Mitral Regurgitation (MR)

Murmur is pansystolic, best at the apex, radiating to the axilla.
Associated signs include right ventricular heave, soft S1, and loud P2.
Imaging may reveal left atrial and ventricular enlargement, pulmonary oedema, and mitral valve calcification.
Differentiated from AR by systolic murmur timing.

Mitral Stenosis (MS)

Features include malar flush, low-volume pulse, tapping apex beat, loud S1 with opening snap, and mid-diastolic rumbling murmur.
The murmur is best heard at the apex and differs from the Austin Flint murmur of severe AR by its opening snap and accentuated S1.
Echocardiography confirms diagnosis.

Aortic Stenosis (AS)

Presents with exertional dyspnoea, syncope, and angina.
Signs include slow-rising pulse, heaving apex, and harsh ejection systolic murmur radiating to the carotids with an ejection click.
ECG and imaging may demonstrate LV hypertrophy and calcified aortic valve.
Distinguished from AR by radiation pattern and presence of ejection click.

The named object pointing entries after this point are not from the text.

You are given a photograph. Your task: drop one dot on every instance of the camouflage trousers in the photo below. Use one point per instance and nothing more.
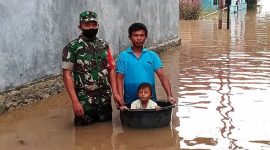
(97, 107)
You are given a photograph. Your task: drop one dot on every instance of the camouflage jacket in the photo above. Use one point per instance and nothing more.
(88, 60)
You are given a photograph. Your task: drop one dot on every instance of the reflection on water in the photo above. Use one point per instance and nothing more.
(220, 77)
(225, 83)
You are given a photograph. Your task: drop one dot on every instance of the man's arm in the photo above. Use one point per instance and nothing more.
(165, 84)
(112, 78)
(77, 107)
(120, 82)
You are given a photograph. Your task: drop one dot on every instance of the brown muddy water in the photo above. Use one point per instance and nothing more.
(220, 77)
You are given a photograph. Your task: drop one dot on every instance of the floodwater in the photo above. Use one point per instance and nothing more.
(220, 77)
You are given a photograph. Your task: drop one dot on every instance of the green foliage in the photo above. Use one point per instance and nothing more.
(189, 9)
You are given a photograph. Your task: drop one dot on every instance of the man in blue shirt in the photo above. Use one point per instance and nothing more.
(136, 65)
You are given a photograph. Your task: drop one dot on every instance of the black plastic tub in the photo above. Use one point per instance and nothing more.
(147, 118)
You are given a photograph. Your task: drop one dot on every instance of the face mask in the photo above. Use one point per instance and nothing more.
(90, 33)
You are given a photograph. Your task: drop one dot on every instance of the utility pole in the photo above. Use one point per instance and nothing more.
(220, 14)
(228, 4)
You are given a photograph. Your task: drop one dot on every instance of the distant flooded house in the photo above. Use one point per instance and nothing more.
(212, 5)
(209, 5)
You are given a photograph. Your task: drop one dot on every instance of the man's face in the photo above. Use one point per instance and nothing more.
(138, 38)
(89, 25)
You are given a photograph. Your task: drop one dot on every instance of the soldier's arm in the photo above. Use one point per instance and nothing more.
(77, 107)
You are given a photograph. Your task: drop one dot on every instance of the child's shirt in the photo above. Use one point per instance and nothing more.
(138, 105)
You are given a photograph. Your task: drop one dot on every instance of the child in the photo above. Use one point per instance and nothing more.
(144, 102)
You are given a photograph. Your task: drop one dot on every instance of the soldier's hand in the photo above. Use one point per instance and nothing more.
(78, 109)
(171, 100)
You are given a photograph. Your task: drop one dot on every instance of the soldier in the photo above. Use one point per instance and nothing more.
(90, 61)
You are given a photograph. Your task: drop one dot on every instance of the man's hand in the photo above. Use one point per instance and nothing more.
(118, 100)
(171, 100)
(78, 109)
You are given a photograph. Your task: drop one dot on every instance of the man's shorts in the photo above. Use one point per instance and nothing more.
(100, 113)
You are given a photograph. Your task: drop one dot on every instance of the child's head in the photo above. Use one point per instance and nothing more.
(144, 91)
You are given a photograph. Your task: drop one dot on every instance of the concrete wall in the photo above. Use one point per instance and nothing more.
(34, 32)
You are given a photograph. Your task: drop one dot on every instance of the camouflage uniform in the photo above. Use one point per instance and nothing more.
(88, 60)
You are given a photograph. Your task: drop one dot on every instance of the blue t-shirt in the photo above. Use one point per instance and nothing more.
(137, 70)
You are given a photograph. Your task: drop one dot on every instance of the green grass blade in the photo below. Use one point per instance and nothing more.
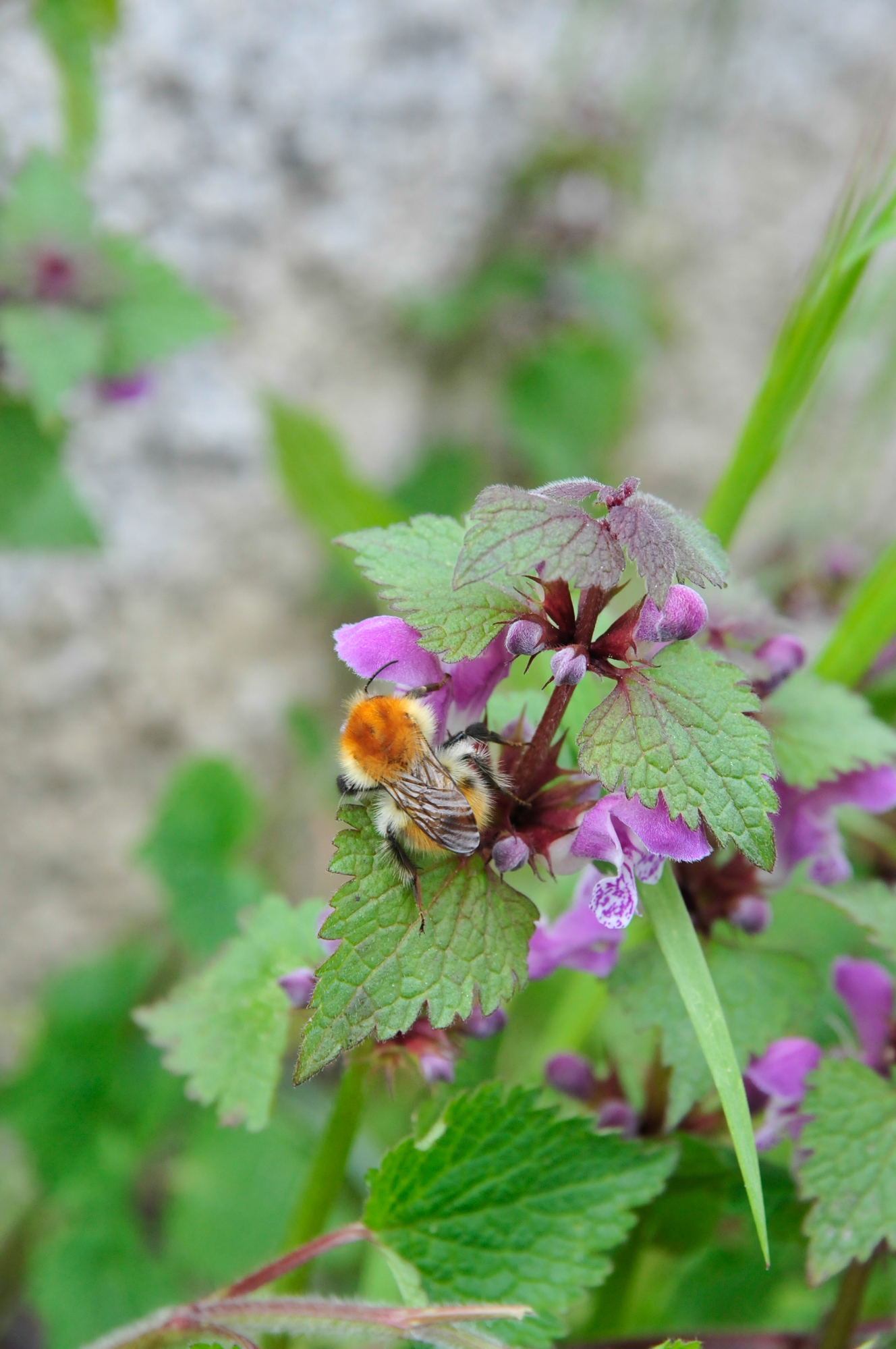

Pulmonary Regurgitation (PR)

Produces a diastolic murmur at the second and third left intercostal spaces, accentuated with inspiration.
A loud P2 is common in pulmonary hypertension.
CXR may show pulmonary artery dilatation and RV enlargement; ECG often demonstrates RV hypertrophy.
Echocardiography is diagnostic.
Differentiation from AR is aided by inspiratory augmentation in PR vs expiratory augmentation in AR.

Tricuspid Stenosis (TS)

Presents with diastolic murmur at the lower left sternal border, associated with jugular venous distension and hepatomegaly.
Differentiated from AR by right-sided signs of venous congestion and absence of wide pulse pressure.

Blunt Abdominal Trauma

Rarely, traumatic AR occurs following severe chest or abdominal trauma.
Sudden haemodynamic deterioration with a new diastolic murmur in trauma patients should raise suspicion.

Management

General Approach

Acute aortic regurgitation (AR) represents a surgical emergency, whereas chronic AR typically follows a protracted, often asymptomatic course.
The therapeutic strategy is dictated by the acuity of presentation, severity of regurgitation, left ventricular (LV) function, symptom burden, and surgical candidacy.
Definitive therapy in acute severe AR is urgent surgery, while chronic AR management balances surveillance, medical therapy, and elective surgery.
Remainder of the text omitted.